Coin Collecting Poem by C Richard Miles

Coin Collecting

Rating: 2.7


Though quite a Europhile, I'll willingly admit
One thing the single currency just cannot do
Though, sadly, truth to tell, the self-same problems sit
Within the British monetary system, too.

I was a coin-collector, as a geeky kid;
I scoured for specie in my pockets from loose change
Which in those times so many of us children did
Though numismatic hobbies nowadays seem strange.

Back then, in that half-faded halcyon bygone age
Before February fifteenth, nineteen seventy one,
When workers earned much less, a leaner living wage,
Paid Friday night, then spent before the week was gone.

We still had pennies then, thick solid copper jobs,
Twelve summed a shilling, twenty shillings per the pound.
Six pennies to the tanner, twelvepence made a bob,
While two-and-sixpence totalled up to half-a-crown.

Two shillings were a florin and, with some good luck,
You'd find a silver thruppence, called a joey, which
Mum hid in Christmas puddings, feeling like you'd struck
Gold in the desert, though you'd not be strictly rich!

These, plus old ha'pennies and the much more common brass
Twelve-sided thruppenny bits, completed all the set;
Though finer farthings had gone out of tender, stashed
Down backs of old settees, you might unearth one yet.

So there it was: old money, dating to the days
Of venerable Victoria and, more rarely, one
Worn smooth, from the four Georges, just might wend my way,
A schoolboy's treasure trove, those years so long since gone.

I'd pick them up from popping to the village shop
For blackjacks, penny chews and sherbet dabs, sweets that
Would rot my teeth; for some I'd trawl the kerb for dropped
Loose change; yet more were gifts from uncles: Jack, Tom, Matt.

My summer holidays provided one more chance
To fill the gaps, blank dates I eagerly desired:
The Slot machines and tumbling Penny Falls which danced
In dim Arcades, Amusements near Scarborough's South side.

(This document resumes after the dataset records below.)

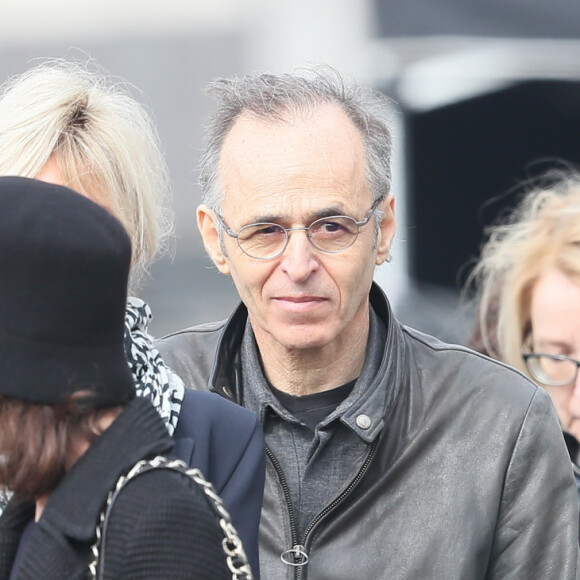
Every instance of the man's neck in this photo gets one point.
(308, 371)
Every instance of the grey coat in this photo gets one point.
(467, 478)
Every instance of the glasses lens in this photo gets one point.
(333, 234)
(551, 370)
(262, 240)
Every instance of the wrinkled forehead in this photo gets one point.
(314, 155)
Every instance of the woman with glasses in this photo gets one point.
(528, 281)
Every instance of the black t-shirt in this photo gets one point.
(312, 409)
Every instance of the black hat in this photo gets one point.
(64, 266)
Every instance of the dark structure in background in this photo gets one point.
(492, 18)
(464, 161)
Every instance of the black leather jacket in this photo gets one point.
(469, 477)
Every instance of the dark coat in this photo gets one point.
(161, 526)
(467, 475)
(226, 443)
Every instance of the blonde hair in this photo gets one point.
(102, 140)
(542, 233)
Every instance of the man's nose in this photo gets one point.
(299, 259)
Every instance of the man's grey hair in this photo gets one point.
(275, 97)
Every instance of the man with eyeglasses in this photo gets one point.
(390, 454)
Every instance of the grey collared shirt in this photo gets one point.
(317, 467)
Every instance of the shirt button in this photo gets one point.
(364, 421)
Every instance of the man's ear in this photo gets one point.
(208, 228)
(386, 230)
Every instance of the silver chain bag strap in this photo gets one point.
(232, 545)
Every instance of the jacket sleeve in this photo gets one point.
(228, 446)
(243, 493)
(537, 528)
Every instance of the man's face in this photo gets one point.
(291, 174)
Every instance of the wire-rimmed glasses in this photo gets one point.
(266, 241)
(554, 370)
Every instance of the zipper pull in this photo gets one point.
(296, 556)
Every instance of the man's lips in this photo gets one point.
(299, 303)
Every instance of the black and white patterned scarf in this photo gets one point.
(153, 378)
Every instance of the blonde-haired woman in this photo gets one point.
(71, 124)
(528, 281)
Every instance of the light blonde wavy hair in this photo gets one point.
(102, 140)
(542, 233)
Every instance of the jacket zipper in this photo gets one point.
(298, 548)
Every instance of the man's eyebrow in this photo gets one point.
(278, 219)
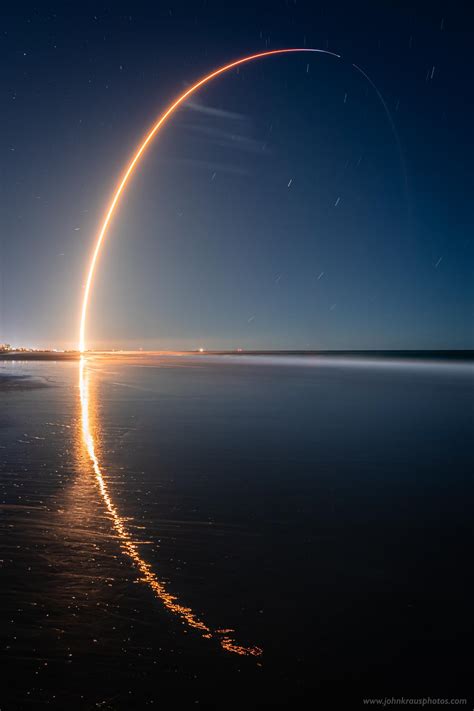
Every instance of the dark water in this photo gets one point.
(321, 510)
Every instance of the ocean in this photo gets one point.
(235, 531)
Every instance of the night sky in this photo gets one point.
(284, 207)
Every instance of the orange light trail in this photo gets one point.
(139, 153)
(129, 545)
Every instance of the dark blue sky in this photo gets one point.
(282, 209)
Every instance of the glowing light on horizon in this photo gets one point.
(129, 545)
(138, 154)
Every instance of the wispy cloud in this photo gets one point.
(195, 105)
(225, 138)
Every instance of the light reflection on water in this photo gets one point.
(129, 545)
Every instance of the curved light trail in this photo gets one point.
(139, 153)
(130, 546)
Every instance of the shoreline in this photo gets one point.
(444, 355)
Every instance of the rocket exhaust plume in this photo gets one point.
(136, 159)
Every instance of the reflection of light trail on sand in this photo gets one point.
(130, 546)
(141, 149)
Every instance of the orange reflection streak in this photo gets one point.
(130, 547)
(138, 154)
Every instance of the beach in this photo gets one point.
(311, 514)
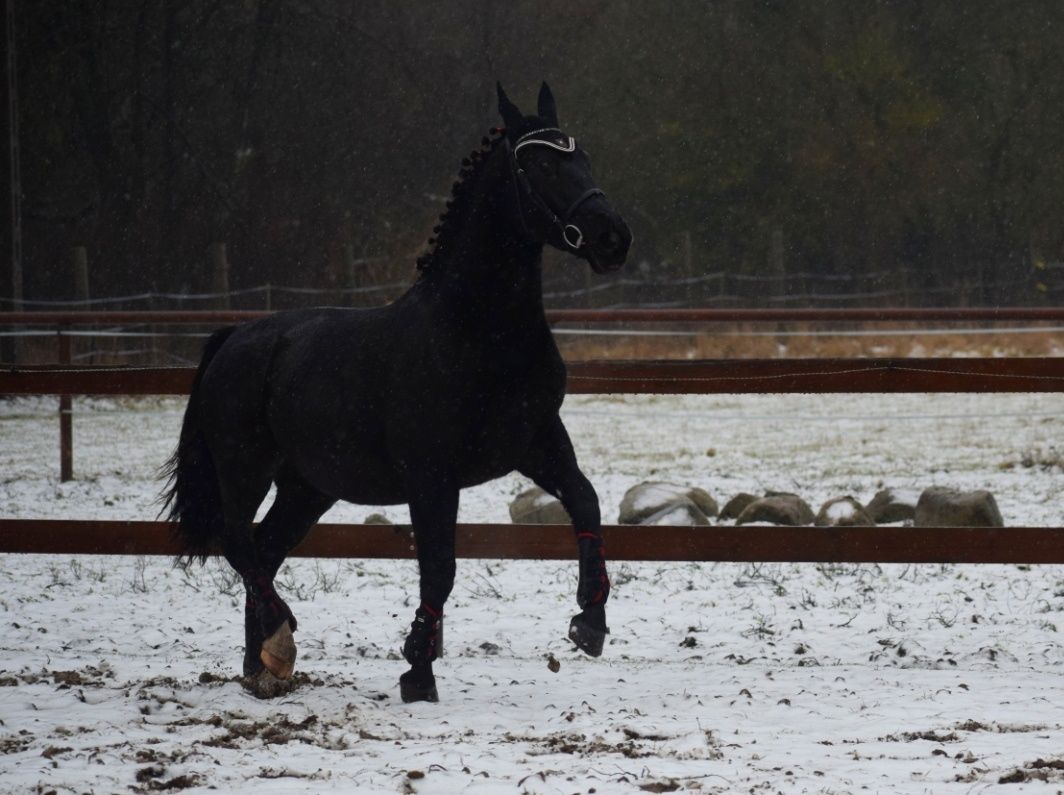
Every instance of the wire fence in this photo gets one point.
(1040, 284)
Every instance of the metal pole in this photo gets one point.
(16, 176)
(66, 423)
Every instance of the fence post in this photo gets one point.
(350, 274)
(81, 274)
(219, 274)
(66, 424)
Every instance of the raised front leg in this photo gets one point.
(552, 465)
(433, 511)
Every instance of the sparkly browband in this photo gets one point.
(561, 142)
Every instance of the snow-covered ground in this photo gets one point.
(118, 674)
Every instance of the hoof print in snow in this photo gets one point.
(655, 502)
(890, 506)
(736, 504)
(843, 512)
(535, 507)
(778, 509)
(948, 508)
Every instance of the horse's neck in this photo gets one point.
(489, 276)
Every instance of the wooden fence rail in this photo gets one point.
(748, 543)
(614, 377)
(815, 376)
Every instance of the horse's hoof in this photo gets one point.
(588, 630)
(415, 685)
(279, 652)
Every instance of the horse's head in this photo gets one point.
(559, 201)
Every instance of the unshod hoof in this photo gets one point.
(418, 685)
(588, 631)
(279, 652)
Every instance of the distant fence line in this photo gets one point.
(715, 288)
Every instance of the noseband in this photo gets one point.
(569, 232)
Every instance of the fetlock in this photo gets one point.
(270, 609)
(594, 584)
(420, 645)
(252, 639)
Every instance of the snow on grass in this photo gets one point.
(118, 674)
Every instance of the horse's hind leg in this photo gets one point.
(268, 622)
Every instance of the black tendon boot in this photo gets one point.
(418, 683)
(587, 628)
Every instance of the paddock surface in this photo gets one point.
(117, 673)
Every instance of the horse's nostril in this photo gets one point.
(611, 239)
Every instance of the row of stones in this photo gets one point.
(657, 502)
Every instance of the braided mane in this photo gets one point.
(452, 219)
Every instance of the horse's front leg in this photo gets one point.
(433, 511)
(551, 464)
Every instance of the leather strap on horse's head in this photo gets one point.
(561, 231)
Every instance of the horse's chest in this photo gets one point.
(500, 426)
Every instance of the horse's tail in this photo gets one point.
(192, 496)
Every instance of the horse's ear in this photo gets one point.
(548, 111)
(511, 116)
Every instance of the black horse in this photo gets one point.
(455, 383)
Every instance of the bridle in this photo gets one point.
(569, 232)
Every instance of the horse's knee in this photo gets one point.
(582, 506)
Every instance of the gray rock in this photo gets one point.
(734, 507)
(780, 509)
(535, 507)
(892, 504)
(644, 500)
(949, 508)
(682, 513)
(843, 512)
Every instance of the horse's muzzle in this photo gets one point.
(607, 239)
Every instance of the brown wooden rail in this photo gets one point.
(554, 542)
(704, 377)
(886, 314)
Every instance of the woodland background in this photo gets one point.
(783, 146)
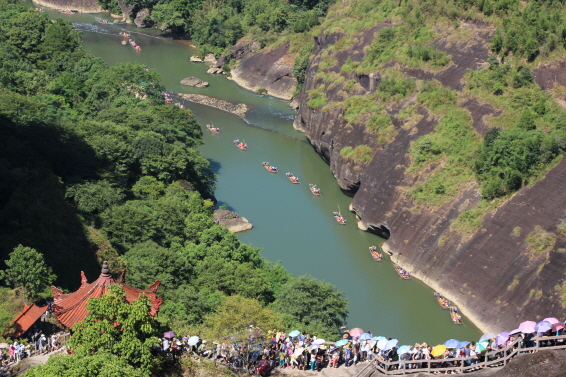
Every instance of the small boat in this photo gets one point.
(294, 180)
(241, 145)
(456, 318)
(213, 129)
(404, 274)
(339, 218)
(269, 168)
(315, 190)
(442, 301)
(376, 255)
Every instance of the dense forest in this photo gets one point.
(96, 167)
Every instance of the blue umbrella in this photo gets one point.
(390, 344)
(543, 326)
(451, 343)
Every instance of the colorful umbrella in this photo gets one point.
(481, 346)
(356, 332)
(502, 338)
(381, 343)
(543, 326)
(487, 336)
(390, 344)
(438, 350)
(193, 340)
(527, 327)
(451, 343)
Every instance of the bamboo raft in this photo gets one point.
(399, 270)
(241, 145)
(294, 180)
(315, 191)
(456, 318)
(442, 301)
(339, 218)
(213, 129)
(269, 168)
(375, 254)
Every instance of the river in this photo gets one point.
(290, 224)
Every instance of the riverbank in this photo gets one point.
(81, 6)
(239, 109)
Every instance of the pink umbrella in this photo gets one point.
(356, 332)
(527, 327)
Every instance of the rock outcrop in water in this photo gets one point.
(239, 109)
(489, 274)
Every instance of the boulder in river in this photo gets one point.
(210, 58)
(231, 220)
(194, 81)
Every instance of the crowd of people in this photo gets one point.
(307, 352)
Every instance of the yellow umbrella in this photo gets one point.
(438, 350)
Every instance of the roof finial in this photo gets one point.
(105, 269)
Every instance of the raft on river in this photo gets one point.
(315, 190)
(442, 301)
(213, 129)
(376, 255)
(404, 274)
(269, 168)
(241, 145)
(456, 318)
(339, 218)
(294, 180)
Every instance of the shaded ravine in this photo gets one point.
(291, 224)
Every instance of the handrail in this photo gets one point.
(490, 358)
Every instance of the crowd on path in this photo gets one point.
(306, 352)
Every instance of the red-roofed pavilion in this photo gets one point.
(71, 308)
(27, 317)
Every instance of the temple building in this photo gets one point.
(71, 308)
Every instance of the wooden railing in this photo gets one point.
(499, 357)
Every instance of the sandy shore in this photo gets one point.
(70, 5)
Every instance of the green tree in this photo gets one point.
(27, 269)
(314, 304)
(116, 327)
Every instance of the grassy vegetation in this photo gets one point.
(317, 98)
(539, 242)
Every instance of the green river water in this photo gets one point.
(290, 224)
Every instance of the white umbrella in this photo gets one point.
(193, 340)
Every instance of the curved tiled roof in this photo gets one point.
(70, 308)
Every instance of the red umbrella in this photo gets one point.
(356, 332)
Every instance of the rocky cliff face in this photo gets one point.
(491, 274)
(269, 69)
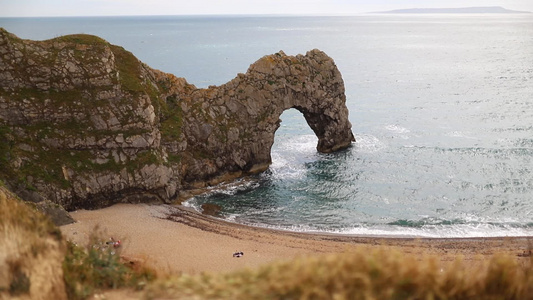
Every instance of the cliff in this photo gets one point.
(86, 124)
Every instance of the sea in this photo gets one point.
(441, 108)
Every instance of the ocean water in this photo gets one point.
(441, 107)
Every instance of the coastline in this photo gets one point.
(175, 240)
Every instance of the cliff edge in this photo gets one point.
(86, 124)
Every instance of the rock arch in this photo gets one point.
(240, 118)
(95, 126)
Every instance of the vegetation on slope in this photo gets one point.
(381, 274)
(33, 266)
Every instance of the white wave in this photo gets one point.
(459, 134)
(369, 143)
(397, 129)
(441, 231)
(290, 155)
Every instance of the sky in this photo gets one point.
(33, 8)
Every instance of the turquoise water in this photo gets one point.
(441, 107)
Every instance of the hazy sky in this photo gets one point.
(10, 8)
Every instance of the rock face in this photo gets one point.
(85, 124)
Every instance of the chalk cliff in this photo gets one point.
(86, 124)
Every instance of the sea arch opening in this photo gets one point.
(294, 145)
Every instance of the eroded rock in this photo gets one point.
(91, 125)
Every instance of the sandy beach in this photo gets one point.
(174, 240)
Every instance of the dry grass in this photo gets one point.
(35, 264)
(380, 274)
(31, 252)
(98, 267)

I still possess, in leather-bindings, tucked away
Deep in a drawer, in mother's terraced weaver's home
Those squirrelled savings, sadly tarnishing today
Forgotten farthings, pennies, ha'pennies all alone.

Our modern infants don't have opportunity
To find such ancient coinage in the daily round:
The Euro's cash does not outspan this century
While British currency's just passing forty, now.

They are denied excitement which I once enjoyed:
The thrill of new discoveries from long-lost times,
That loosened links with history; these girls and boys
Have missed the mystery which magically was mine.